According to the company, long-range dependence is the contextual ability humans have to parse information that depends on something they’d read much earlier in a document or set of data. Google AI developers Zhilin Yang and Quoc Le explained that the Transformer-XL architecture will enable natural language understanding that surpasses the present methods of gating-based RNNs and use of the gradient clipping technique, as well as traditional Transformers, which connect only fixed-length segments of data and often ignore sentence boundaries and can’t model dependencies past that fixed length.
Yang and Le wrote in a developer blog that Transformer-XL addresses those shortcomings with two methods, segment-level recurrence and relative positional encoding.
“During training, the representations computed for the previous segment are fixed and cached to be reused as an extended context when the model processes the next new segment,” Yang and Le wrote of their segment-level recurrence mechanism. “This additional connection increases the largest possible dependency length by N times, where N is the depth of the network, because contextual information is now able to flow across segment boundaries.
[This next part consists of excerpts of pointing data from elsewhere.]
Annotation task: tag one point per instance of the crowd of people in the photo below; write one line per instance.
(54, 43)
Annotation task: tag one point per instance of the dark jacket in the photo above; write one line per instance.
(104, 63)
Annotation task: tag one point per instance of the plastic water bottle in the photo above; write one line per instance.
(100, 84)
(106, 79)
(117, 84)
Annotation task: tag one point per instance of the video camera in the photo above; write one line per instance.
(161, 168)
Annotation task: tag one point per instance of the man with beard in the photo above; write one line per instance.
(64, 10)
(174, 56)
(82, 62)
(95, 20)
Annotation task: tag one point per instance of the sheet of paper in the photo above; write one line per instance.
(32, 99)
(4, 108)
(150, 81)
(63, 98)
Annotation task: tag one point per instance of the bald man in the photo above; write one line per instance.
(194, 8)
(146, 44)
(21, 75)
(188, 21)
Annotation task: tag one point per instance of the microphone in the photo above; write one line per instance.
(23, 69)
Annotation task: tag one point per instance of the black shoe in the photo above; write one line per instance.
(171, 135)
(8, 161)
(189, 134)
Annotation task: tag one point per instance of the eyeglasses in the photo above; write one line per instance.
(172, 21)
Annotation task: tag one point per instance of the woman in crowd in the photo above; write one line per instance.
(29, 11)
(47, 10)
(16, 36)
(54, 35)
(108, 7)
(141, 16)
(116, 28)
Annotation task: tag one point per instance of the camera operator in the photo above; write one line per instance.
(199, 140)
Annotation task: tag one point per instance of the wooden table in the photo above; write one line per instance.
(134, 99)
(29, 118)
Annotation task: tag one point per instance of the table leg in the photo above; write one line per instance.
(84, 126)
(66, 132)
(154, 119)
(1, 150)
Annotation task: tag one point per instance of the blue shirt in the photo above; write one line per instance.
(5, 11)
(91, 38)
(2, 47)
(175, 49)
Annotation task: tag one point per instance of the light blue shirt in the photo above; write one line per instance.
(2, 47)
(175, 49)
Moreover, this recurrence mechanism also resolves the context fragmentation issue, providing necessary context for tokens in the front of a new segment,” the AI developers wrote.
But Yang and Le note that without the second part of the equation, their relative positional encoding scheme, the expanding segments of contextual information wouldn’t be coherent.
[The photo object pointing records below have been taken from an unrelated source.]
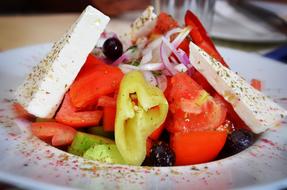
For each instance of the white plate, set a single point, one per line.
(229, 24)
(29, 162)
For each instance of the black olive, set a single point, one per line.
(113, 48)
(161, 155)
(237, 141)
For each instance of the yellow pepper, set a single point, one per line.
(141, 109)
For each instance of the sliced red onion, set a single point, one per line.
(162, 82)
(180, 37)
(125, 68)
(152, 45)
(152, 67)
(146, 58)
(165, 61)
(173, 60)
(150, 78)
(181, 68)
(184, 58)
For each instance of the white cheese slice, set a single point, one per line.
(144, 24)
(253, 107)
(43, 90)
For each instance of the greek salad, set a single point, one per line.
(160, 96)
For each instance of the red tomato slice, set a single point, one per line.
(191, 107)
(156, 134)
(56, 133)
(68, 115)
(196, 147)
(164, 23)
(96, 79)
(21, 112)
(105, 101)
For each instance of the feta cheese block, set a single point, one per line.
(253, 107)
(44, 88)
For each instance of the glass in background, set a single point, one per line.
(204, 9)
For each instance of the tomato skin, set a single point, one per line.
(164, 23)
(105, 101)
(156, 134)
(69, 115)
(196, 147)
(186, 114)
(56, 133)
(96, 79)
(21, 112)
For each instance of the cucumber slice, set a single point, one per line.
(100, 131)
(108, 153)
(83, 141)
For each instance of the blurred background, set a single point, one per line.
(235, 24)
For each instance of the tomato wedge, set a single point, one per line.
(68, 115)
(164, 23)
(96, 79)
(55, 133)
(196, 147)
(21, 112)
(192, 108)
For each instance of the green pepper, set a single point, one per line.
(141, 109)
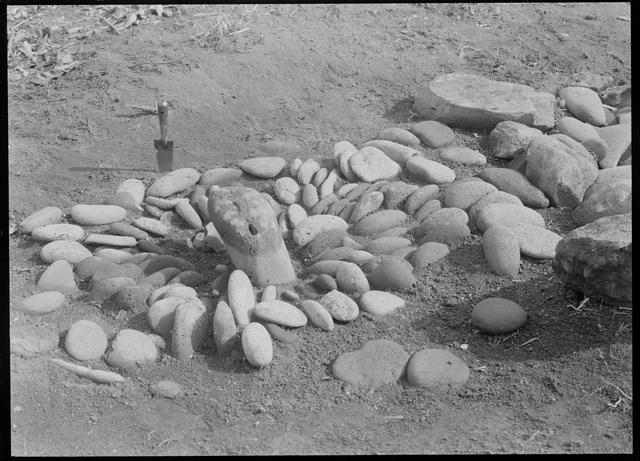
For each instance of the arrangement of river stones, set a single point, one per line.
(364, 220)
“For example, consider an old segment with contextual positions [0, 1, 2, 3],” the pair wrote. “When a new segment is processed, we have positions [0, 1, 2, 3, 0, 1, 2, 3] for the two segments combined, where the semantics of each position id is incoherent through out the sequence.”
By making the transformations, the context between two segments, learnable, rather than the embeddings as in prior schemes, the connections become “more generalizable to longer sequences at test time.”
This method sees a significant speed increase compared to prior methods of incorporating long-range dependence in neural networks, the researchers wrote, with dependencies reaching lengths 80 percent greater than in RNNs and 450 percent greater than in “vanilla” Transformers. Transformer-XL is also greater than 1800x faster than vanilla Transformers “during evaluation on language modeling tasks, because no re-computation is needed.”